I-Mei was founded as a traditional Taiwanese confectionery specializing in pineapple cakes and mung bean cakes. After World War II, they expanded finding success with a milk caramel. Based on the success of the milk caramel I-Mei expanded into the dairy industry in 1955. In the mid-1980s, it began supplying buns and dairy products to fast food chains like McDonald's, Burger King, KFC and MOS Burger.

In May 2019, Costco Taiwan pulled I-Mei brand fresh milk from the shelves after a few consumers on social media questioned the freshness of the milk.

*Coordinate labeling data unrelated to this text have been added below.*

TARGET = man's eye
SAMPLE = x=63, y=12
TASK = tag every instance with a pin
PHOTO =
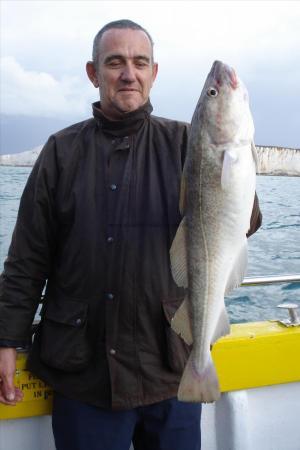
x=141, y=64
x=114, y=64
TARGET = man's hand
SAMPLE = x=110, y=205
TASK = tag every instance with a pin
x=9, y=394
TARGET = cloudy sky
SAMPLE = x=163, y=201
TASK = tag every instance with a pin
x=45, y=45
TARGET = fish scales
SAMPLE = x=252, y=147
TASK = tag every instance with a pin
x=209, y=252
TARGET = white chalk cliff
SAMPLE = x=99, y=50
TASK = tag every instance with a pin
x=24, y=159
x=271, y=160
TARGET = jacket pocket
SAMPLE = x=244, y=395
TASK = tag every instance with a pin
x=63, y=334
x=177, y=350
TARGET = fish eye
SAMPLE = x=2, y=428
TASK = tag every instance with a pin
x=212, y=92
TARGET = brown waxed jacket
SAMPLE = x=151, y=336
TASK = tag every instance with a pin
x=97, y=219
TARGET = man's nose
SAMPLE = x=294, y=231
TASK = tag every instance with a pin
x=128, y=73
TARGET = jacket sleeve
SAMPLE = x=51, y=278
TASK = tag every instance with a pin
x=256, y=217
x=30, y=254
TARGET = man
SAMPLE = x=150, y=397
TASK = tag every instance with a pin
x=96, y=220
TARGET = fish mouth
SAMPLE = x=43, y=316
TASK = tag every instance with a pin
x=223, y=73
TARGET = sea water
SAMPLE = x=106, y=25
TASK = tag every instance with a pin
x=273, y=250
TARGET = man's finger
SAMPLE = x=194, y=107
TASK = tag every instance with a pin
x=8, y=388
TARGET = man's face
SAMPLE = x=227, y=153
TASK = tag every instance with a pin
x=125, y=71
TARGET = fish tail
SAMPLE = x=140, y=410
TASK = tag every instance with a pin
x=198, y=386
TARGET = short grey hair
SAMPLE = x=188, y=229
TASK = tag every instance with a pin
x=120, y=24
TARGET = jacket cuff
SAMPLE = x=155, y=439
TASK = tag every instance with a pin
x=6, y=343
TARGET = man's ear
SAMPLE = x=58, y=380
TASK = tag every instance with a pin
x=91, y=73
x=154, y=71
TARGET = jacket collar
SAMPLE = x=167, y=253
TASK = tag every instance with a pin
x=131, y=123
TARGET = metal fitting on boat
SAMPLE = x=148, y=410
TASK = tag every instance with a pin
x=294, y=319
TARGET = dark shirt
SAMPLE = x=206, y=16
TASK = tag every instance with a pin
x=97, y=219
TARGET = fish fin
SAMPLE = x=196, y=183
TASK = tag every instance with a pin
x=178, y=255
x=181, y=322
x=182, y=197
x=198, y=386
x=230, y=158
x=238, y=270
x=223, y=326
x=255, y=156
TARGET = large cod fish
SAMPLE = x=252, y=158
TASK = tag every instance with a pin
x=209, y=251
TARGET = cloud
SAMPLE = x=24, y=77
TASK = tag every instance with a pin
x=32, y=93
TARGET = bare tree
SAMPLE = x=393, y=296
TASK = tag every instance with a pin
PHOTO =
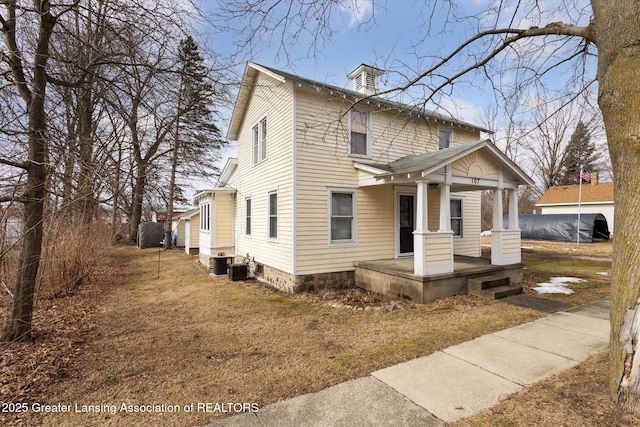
x=528, y=41
x=30, y=81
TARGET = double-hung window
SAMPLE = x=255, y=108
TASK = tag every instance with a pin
x=444, y=138
x=205, y=212
x=342, y=216
x=359, y=138
x=273, y=215
x=259, y=141
x=247, y=230
x=456, y=217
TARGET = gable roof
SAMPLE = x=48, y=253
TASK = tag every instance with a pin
x=252, y=69
x=430, y=162
x=568, y=194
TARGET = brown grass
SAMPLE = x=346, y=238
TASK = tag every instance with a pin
x=188, y=338
x=576, y=397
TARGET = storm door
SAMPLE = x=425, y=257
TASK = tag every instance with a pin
x=407, y=222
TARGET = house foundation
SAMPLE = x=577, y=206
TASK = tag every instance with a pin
x=395, y=278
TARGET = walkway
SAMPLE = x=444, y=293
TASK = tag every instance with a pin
x=448, y=385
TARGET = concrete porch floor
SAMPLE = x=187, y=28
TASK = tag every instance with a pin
x=394, y=277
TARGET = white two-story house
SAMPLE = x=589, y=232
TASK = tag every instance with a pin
x=328, y=178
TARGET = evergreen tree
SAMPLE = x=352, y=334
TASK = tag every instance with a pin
x=580, y=152
x=196, y=138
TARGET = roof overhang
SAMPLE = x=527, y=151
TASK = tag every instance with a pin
x=252, y=71
x=432, y=167
x=213, y=194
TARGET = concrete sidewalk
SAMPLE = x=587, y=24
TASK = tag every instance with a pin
x=451, y=384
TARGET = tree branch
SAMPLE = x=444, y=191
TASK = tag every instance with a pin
x=555, y=28
x=11, y=163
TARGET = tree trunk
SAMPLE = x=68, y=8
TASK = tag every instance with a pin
x=138, y=196
x=84, y=195
x=18, y=325
x=172, y=183
x=617, y=31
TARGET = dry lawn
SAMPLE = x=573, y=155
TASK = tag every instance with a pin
x=188, y=338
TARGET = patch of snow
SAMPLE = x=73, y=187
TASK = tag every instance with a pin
x=561, y=280
x=557, y=285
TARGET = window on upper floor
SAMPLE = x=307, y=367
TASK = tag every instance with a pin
x=259, y=141
x=444, y=138
x=359, y=138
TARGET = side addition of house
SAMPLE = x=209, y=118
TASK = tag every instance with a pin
x=330, y=181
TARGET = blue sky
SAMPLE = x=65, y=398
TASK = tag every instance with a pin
x=401, y=36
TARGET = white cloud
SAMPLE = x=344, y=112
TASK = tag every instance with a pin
x=358, y=9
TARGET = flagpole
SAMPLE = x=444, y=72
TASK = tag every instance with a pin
x=579, y=202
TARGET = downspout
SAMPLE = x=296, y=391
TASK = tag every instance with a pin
x=294, y=182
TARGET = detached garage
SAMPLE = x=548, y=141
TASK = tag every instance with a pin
x=564, y=227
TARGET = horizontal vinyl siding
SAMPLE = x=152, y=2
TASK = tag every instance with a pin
x=322, y=162
x=477, y=165
x=606, y=210
x=510, y=244
x=438, y=251
x=273, y=100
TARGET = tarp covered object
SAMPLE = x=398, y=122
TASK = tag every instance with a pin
x=563, y=227
x=150, y=235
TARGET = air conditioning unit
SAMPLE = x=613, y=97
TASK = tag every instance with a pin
x=238, y=272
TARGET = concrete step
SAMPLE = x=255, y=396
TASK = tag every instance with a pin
x=497, y=292
x=486, y=282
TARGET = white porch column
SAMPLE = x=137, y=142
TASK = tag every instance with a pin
x=432, y=251
x=497, y=210
x=505, y=244
x=422, y=228
x=514, y=222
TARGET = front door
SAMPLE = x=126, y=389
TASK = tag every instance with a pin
x=406, y=214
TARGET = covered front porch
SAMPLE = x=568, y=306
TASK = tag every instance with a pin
x=469, y=167
x=396, y=277
x=426, y=264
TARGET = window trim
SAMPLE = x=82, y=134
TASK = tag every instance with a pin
x=367, y=135
x=205, y=216
x=259, y=140
x=354, y=215
x=270, y=235
x=461, y=218
x=440, y=129
x=248, y=211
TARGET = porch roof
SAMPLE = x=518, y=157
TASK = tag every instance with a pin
x=420, y=166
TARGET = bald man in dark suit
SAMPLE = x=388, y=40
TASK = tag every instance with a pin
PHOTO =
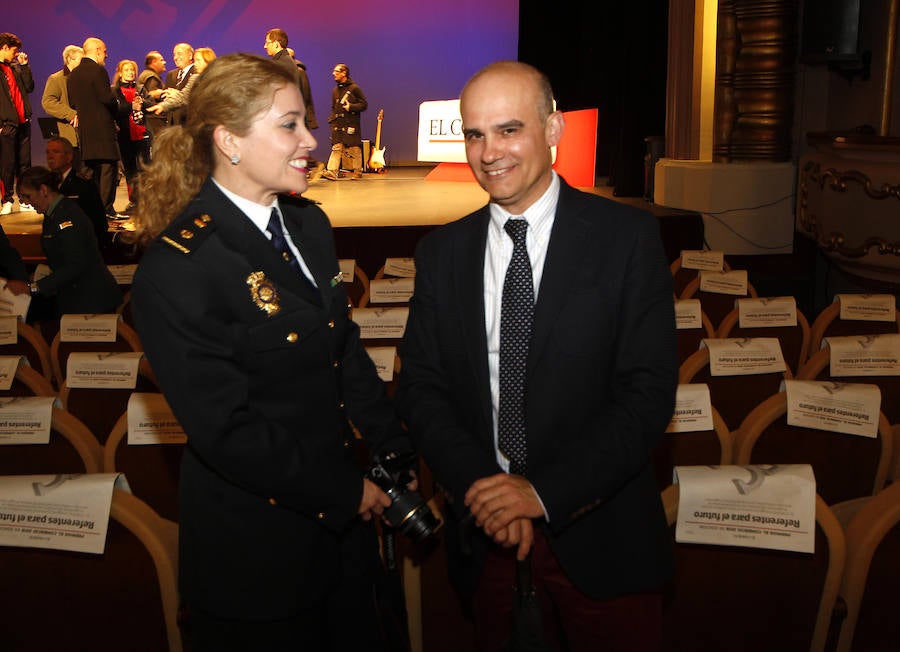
x=538, y=415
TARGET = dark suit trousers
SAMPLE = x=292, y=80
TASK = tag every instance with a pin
x=106, y=176
x=344, y=622
x=571, y=621
x=15, y=158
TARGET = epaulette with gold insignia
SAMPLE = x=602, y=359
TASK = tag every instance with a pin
x=187, y=233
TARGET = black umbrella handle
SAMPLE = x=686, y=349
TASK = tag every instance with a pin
x=524, y=577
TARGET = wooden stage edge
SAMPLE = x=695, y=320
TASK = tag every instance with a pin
x=382, y=213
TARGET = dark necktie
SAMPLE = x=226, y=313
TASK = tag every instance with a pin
x=516, y=315
x=280, y=244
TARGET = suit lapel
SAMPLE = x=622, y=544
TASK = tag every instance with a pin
x=568, y=247
x=239, y=233
x=468, y=269
x=312, y=253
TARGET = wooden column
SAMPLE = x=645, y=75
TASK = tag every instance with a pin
x=682, y=86
x=756, y=54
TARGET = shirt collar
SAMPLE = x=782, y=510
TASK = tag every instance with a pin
x=541, y=211
x=256, y=213
x=54, y=204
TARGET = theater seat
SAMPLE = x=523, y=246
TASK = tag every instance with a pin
x=123, y=599
x=749, y=599
x=871, y=579
x=845, y=466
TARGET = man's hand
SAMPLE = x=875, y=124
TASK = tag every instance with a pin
x=374, y=501
x=502, y=506
x=17, y=287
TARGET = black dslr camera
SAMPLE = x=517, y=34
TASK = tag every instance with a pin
x=408, y=512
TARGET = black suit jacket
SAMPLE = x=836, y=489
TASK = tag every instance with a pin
x=179, y=115
x=81, y=281
x=11, y=266
x=601, y=379
x=86, y=195
x=91, y=96
x=269, y=485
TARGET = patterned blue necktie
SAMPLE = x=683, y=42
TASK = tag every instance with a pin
x=516, y=316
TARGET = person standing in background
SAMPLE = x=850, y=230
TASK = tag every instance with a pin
x=347, y=102
x=55, y=100
x=15, y=118
x=134, y=141
x=183, y=56
x=276, y=47
x=91, y=95
x=150, y=89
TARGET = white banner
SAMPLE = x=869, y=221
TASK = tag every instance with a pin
x=754, y=506
x=62, y=512
x=865, y=355
x=440, y=132
x=867, y=307
x=391, y=290
x=26, y=419
x=733, y=282
x=702, y=259
x=15, y=305
x=150, y=421
x=9, y=329
x=849, y=408
x=103, y=369
x=767, y=312
x=381, y=323
x=744, y=356
x=688, y=314
x=88, y=328
x=693, y=409
x=404, y=267
x=124, y=274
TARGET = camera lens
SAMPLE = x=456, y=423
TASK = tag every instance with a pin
x=412, y=516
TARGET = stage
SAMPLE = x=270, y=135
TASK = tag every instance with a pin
x=384, y=215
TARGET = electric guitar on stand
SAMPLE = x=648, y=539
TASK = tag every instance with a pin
x=376, y=159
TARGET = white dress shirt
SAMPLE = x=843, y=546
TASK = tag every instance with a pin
x=540, y=216
x=259, y=217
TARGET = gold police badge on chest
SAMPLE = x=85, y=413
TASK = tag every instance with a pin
x=263, y=293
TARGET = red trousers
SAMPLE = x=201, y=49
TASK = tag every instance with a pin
x=572, y=622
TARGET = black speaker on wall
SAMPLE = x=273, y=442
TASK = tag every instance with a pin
x=830, y=31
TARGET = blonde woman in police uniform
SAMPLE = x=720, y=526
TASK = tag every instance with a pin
x=262, y=366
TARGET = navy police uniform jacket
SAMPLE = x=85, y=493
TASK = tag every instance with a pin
x=263, y=375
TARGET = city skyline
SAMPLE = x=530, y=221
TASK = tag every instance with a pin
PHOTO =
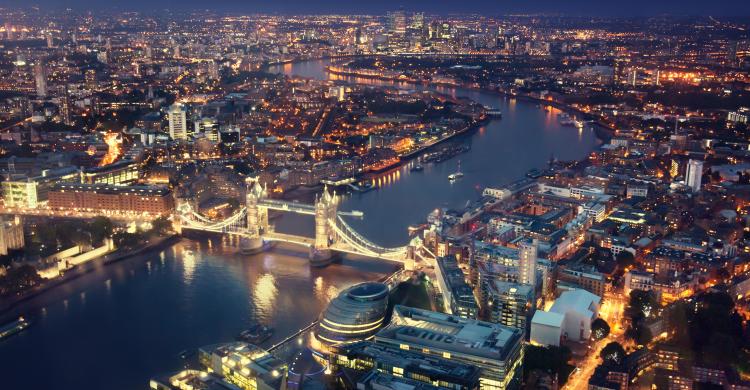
x=637, y=8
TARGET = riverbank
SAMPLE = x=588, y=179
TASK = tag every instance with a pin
x=12, y=307
x=603, y=131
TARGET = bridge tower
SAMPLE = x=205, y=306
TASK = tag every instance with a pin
x=326, y=207
x=257, y=219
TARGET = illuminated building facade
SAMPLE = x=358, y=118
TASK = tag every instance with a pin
x=355, y=315
x=244, y=365
x=108, y=198
x=496, y=350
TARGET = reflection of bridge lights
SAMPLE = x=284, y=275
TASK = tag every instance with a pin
x=188, y=265
x=265, y=292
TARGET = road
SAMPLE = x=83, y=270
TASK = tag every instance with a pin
x=612, y=311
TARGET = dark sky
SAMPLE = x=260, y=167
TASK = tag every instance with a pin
x=569, y=7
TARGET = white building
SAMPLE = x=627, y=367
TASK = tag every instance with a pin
x=177, y=117
x=569, y=318
x=694, y=175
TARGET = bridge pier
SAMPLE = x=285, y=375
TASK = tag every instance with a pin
x=251, y=245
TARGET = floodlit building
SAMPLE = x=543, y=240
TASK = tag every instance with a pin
x=11, y=235
x=177, y=116
x=511, y=304
x=355, y=315
x=569, y=318
x=694, y=175
x=244, y=365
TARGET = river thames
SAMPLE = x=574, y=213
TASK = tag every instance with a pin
x=124, y=323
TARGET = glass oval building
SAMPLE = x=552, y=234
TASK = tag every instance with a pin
x=355, y=315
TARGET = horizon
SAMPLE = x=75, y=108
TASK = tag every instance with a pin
x=574, y=8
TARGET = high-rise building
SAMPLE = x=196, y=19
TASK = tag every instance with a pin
x=511, y=304
x=694, y=175
x=90, y=78
x=527, y=256
x=177, y=117
x=417, y=21
x=40, y=76
x=9, y=31
x=495, y=349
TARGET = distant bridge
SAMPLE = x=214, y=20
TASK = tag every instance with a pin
x=332, y=232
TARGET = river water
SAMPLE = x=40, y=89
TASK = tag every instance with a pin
x=122, y=324
x=501, y=151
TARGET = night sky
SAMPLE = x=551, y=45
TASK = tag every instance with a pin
x=490, y=7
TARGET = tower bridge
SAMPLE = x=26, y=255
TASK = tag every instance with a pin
x=332, y=232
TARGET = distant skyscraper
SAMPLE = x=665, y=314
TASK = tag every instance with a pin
x=213, y=70
x=90, y=78
x=397, y=21
x=527, y=256
x=177, y=116
x=417, y=21
x=694, y=175
x=9, y=32
x=40, y=76
x=65, y=107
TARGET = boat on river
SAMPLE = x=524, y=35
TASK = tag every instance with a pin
x=14, y=327
x=256, y=334
x=458, y=174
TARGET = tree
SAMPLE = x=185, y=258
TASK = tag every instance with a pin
x=550, y=359
x=600, y=329
x=100, y=228
x=612, y=353
x=642, y=304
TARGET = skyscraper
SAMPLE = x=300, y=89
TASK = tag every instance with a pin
x=527, y=256
x=177, y=117
x=397, y=21
x=40, y=76
x=694, y=175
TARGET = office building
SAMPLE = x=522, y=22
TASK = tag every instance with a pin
x=25, y=191
x=496, y=350
x=527, y=257
x=177, y=116
x=111, y=198
x=458, y=296
x=354, y=315
x=244, y=365
x=11, y=235
x=694, y=175
x=354, y=361
x=569, y=318
x=510, y=304
x=40, y=78
x=122, y=172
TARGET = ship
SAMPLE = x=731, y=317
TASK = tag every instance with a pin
x=14, y=327
x=256, y=334
x=458, y=174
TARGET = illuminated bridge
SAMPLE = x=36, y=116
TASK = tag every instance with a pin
x=332, y=232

Milk products were returned to shelves after testing by the Health Department of Taoyuan City indicated that there was nothing off with the products.

In 2019, I-Mei celebrated its 85th birthday.

==Subsidiaries==
- I-Mei Macrobiotics (義美生機)
- I-Mei Biomedicine (義美生醫)

===I-Mei Gourmet Supplier===
I-Mei Gourmet Supplier (義美吉盛) operates food courts in Taiwan. They operate three food courts in Taoyuan International Airport. As of 2019, Luis Ko (高志明) is the Chairman of I-Mei Gourmet Supplier.